Parler de l’Apocalypse

Dans le fatras idéologique actuel, il est difficile pour les chrétiens de trouver des repères solides. Quelles sont les propositions sur la personne et le monde sur lesquelles il est possible de s’appuyer aujourd’hui? En suivant Chantal Delsol, qui vient d’écrire La fin de la chrétienté, il y en a trois que je vais développer ici.

La première est la dignité intrinsèque de la personne humaine. Les chrétiens pensent que la personne est faite à l’image de Dieu. Et cette propriété la place au centre de la création. Le 20ème siècle a réhabilité à juste titre la valeur de la nature et des animaux dans le monde. Sa place centrale ne doit pas faire de l’être humain un prédateur sans éthique, qui considère son environnement comme un terrain de chasse et d’exploitation. Le pape nous l’a abondamment rappelé dans son encyclique Laudato si’. La personne n’est pas toute puissante et doit respecter et aimer les autres créatures. Il ne doit pas davantage déifier les animaux. Les animaux ont une intelligence et des sentiments forts. Ils n’ont pas la responsabilité sur la création que Dieu a donnée à la personne.

La seconde proposition, au moins aussi actuelle que la première, est l’existence de vérités sur les êtres humains et sur le monde. Notre société doute de tout en oubliant que par le raisonnement et l’expérience, la personne peut découvrir des vérités. Elle ne peut faire confiance à son seul imaginaire. On le vit cruellement en ce moment à propos de la vaccination. En s’appuyant sur leur seul vécu ou sur celui de quelques connaissances, certains de nos concitoyens et concitoyennes développent un discours anti-vaccin qui fait fi des enseignements des sciences et de l’expérience universelle. Les chrétiens acceptent qu’il existe des vérités scientifiques, certes toujours fragiles et qui peuvent être périodiquement mises en question, mais qui sont valides à un moment donné du temps.

La dernière proposition est celle d’un temps orienté vers l’avènement de notre Seigneur Jésus. Un chrétien est convaincu que l’histoire a un sens qui nous conduit à la Résurrection. Je relisais ces jours le chapitre 24 de l’évangile selon saint Matthieu qui parle de l’Apocalypse et je pensais à tous ces jeunes qui croient aujourd’hui à la fin du monde et à l’extinction des espèces. Certains ne veulent plus procréer pour cette raison. Or que nous dit cet évangile?

«Il nous faut parler de l’Apocalypse à nos jeunes, qui ont peur de l’avenir»

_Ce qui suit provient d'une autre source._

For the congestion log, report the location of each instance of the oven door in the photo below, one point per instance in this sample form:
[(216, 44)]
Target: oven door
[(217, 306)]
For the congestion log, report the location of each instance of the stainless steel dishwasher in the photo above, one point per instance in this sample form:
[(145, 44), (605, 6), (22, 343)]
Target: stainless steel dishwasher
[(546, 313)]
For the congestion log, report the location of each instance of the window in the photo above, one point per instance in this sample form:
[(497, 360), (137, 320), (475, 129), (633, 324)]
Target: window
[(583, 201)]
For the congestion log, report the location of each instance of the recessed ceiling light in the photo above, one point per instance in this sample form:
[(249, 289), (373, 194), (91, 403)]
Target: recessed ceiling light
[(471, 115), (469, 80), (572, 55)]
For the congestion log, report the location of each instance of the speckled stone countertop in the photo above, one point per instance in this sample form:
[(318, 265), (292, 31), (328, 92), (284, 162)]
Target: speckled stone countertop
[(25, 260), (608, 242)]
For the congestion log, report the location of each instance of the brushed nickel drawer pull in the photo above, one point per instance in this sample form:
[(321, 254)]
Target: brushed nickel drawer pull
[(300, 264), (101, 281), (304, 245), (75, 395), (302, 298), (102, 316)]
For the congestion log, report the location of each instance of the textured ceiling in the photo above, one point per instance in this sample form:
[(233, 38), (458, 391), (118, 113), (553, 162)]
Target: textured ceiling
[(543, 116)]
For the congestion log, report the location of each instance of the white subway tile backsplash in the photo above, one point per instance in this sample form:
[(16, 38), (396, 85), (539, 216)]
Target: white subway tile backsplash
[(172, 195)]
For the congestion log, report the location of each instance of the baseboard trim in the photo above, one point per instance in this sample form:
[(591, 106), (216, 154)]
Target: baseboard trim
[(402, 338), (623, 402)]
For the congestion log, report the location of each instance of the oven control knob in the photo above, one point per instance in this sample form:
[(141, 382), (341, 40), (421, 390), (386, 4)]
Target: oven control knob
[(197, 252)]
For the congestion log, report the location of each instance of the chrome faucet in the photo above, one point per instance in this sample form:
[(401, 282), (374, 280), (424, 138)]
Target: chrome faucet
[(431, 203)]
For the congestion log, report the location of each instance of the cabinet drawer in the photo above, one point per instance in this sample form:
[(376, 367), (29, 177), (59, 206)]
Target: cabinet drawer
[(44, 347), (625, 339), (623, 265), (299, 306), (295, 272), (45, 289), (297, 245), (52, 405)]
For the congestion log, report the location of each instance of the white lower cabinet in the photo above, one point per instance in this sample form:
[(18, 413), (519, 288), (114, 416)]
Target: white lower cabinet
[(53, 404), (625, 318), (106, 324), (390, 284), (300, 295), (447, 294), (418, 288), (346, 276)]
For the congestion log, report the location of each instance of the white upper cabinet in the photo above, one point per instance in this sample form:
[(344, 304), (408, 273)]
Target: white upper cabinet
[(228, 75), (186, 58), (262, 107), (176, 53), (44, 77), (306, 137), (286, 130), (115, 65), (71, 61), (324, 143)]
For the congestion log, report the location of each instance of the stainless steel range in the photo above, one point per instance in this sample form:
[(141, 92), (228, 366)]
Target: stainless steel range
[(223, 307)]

La fin du monde créé est annoncée par le Christ. Il ne nous dit ni le jour ni l’heure. En second lieu, la fin du monde sera précédée de catastrophes, mais celles-ci ne sont pas la fin du monde. La vie est une aventure qu’il faut aborder avec sérénité et courage. Les catastrophes sont le lot de l’humanité. Cela doit être rappelé à nos jeunes. Une des nouveautés des 20 et 21èmes siècles est que les humains font du mal à la nature dans son ensemble, en plus du mal ordinaire sur ses habitantes et habitants. Pour corriger cela, il y faut une grande volonté personnelle et collective. La désespérance est ici contreproductive.

A rebours de cette succession d’épreuves, la fin du monde ne sera pas progressive, mais brutale. Elle nous saisira en un éclair, à un instant donné sans crier gare en séparant les brebis des boucs, comme le dit l’Evangile. Les brebis auront pris soin de Jésus et de leurs frères et sœurs, les boucs non. «J’avais faim, j’avais soif, j’étais malade, prisonnier et vous m’avez soigné et accueilli», nous dit Jésus. La marche à suivre est claire jusqu’à ce moment. Mais cette brutalité de l’évangile de Matthieu ne doit pas faire oublier l’essentiel: le retour de Jésus pour nous accueillir dans son amour.

En relisant cet évangile, je regrettais que l’Eglise parle aussi peu de l’Apocalypse aujourd’hui. Elle présente souvent ce texte difficile comme un développement historique marqué par la chute du temple de Jérusalem ou comme une vision imaginaire. Or il s’agit de la vérité de l’Evangile. A nous de la méditer et de la faire nôtre. Il nous faut parler de l’Apocalypse à nos jeunes, qui ont peur de l’avenir, en réaffirmant que le changement climatique n’est pas la fin du monde. Il est le fruit d’une recherche de gain à tout prix qui doit être corrigée. Cette forme de capitalisme prédateur n’a plus d’avenir. Certes l’avidité des hommes et des femmes d’argent va provoquer des catastrophes. Mais celles-ci ne seront pas le dernier mot de l’histoire. Ce dernier mot appartient à Dieu.